L'adorable voisine est une comédie qui reprend le thème de la célèbre série "ma sorcière bien aimée", une sorcière (Kim Novak) décide de séduire un éditeur (James Stewart) qui habite au-dessus de chez elle, tout en sachant qu'elle perdra ses pouvoirs en tombant amoureuse d'un non sorcier. Si la distribution nous met l'eau à la bouche, il faut avouer que l'ensemble reste poussif et a plutôt mal vieilli. Le charme n'opère pas en quelque sorte et on a l'impression que le film ne parvient pas à décoller. C'est dommage car cela aurait pu donner quelque chose de magique ...! A voir davantage pour la belle Kim Novak que pour la féérie qui brille par son absence.
J'aime la magie, la sorcellerie, les tours de passe-passe. Mais là en dehors du couple de Sueurs froides tourné la même année...Ce qui m'a quand même frappé, c'est le visage fermé de Kim Novak. Ça la rend hypnotique à regarder avec son chat, ses sourcils en accent circonflexe, quand elle murmure ses incantations. Qu'elle soit amoureuse de cet homme d'âge mûr, soit. Seulement, est-ce que c'est si romantique de l'envoûter ? De mettre le bazar dans sa vie bien rangée d'éditeur sur le point de se marier ? De lui mentir ? Du coup, elle aura un choix à faire. Renier ce qu'elle est en privilégiant l'amour qu'elle lui porte ou rester elle-même. Donc adorable, oui, elle a un certain charme. Si elle jette son dévolu sur vous, c'est une autre paire de manche. Il faut s'attendre à voir sa vie complètement chamboulée. Encore, lui, il accepte facilement la situation. On est dans une comédie romantique fantaisiste. Le but est que ça se finisse bien.

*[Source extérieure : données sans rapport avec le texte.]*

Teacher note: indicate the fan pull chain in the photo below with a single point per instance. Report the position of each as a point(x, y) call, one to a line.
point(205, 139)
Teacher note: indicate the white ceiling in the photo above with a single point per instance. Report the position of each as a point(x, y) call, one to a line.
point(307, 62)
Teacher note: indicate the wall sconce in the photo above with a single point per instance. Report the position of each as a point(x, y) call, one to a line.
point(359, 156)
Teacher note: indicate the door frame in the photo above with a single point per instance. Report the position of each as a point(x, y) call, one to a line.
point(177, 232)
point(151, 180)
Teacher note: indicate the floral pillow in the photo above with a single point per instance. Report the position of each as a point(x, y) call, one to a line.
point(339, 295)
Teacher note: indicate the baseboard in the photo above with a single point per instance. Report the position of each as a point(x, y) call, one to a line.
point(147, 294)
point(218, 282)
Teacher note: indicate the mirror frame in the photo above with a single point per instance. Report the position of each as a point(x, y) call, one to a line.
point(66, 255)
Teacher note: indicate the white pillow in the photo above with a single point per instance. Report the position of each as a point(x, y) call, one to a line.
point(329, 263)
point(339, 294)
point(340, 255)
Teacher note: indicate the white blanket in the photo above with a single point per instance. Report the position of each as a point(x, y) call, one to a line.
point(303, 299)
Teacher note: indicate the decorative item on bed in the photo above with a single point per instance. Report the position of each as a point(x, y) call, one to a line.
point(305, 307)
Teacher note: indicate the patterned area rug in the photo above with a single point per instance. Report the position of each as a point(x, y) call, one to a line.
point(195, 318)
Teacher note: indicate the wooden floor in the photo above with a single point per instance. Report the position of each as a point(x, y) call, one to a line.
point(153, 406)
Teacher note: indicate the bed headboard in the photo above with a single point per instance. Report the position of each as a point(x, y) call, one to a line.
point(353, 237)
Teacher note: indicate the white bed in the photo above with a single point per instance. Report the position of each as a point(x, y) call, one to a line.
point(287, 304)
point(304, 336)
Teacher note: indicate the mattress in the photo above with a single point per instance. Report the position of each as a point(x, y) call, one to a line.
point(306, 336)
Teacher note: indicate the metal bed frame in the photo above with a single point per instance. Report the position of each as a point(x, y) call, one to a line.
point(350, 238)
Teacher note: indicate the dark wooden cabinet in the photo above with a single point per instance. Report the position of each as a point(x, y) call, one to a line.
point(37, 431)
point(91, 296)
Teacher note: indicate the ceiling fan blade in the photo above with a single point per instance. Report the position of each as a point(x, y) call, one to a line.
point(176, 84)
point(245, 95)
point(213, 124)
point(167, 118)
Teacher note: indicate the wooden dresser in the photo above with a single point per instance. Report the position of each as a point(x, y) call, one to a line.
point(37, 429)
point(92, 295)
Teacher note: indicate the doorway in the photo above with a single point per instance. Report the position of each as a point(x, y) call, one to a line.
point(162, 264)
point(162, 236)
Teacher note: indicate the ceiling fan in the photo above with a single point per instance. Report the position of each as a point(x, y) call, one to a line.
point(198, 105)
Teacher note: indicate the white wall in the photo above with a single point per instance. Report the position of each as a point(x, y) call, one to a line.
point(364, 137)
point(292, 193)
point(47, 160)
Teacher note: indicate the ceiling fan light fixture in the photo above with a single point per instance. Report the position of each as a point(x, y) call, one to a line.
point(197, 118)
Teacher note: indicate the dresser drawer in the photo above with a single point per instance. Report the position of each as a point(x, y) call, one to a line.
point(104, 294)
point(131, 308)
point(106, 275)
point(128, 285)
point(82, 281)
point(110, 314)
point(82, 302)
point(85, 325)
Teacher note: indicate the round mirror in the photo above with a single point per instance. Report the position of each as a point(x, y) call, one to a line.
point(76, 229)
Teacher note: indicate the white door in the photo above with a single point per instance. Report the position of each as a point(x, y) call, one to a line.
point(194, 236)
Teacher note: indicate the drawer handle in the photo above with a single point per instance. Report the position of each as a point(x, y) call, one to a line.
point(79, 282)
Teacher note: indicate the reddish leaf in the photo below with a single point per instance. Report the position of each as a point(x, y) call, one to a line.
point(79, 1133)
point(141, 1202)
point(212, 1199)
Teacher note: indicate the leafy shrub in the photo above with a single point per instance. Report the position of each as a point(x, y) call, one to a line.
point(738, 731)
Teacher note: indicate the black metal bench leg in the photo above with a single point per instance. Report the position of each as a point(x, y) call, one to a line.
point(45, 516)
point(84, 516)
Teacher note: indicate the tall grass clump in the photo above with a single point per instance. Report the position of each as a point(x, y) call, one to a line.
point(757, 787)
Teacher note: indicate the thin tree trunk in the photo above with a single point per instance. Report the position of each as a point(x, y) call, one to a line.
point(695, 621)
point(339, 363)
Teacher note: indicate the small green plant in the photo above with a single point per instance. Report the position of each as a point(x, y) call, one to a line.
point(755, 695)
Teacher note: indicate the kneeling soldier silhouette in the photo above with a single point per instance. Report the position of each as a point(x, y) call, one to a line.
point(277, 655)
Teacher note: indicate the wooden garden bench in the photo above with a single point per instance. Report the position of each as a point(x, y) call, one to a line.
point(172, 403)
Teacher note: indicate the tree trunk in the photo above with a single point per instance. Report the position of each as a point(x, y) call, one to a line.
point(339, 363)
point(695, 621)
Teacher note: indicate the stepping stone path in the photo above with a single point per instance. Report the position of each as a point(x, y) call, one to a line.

L'ADORABLE VOISINE est une jolie comédie romantique américaine, doublé d'un film de Noël léger et sympathique. Kim Novak - dont c'est le premier rôle principale - est un chic sorcière New-Yorkaise qui aimerait être un peu plus normale et surtout tomber amoureuse. Elle jette son dévolu sur son voisin, James Stewart. Le scénario est simplissime même si exquis, mais on succombe aux charmes de Kim Novak ainsi qu'aux décors et costumes qui sont sublimes.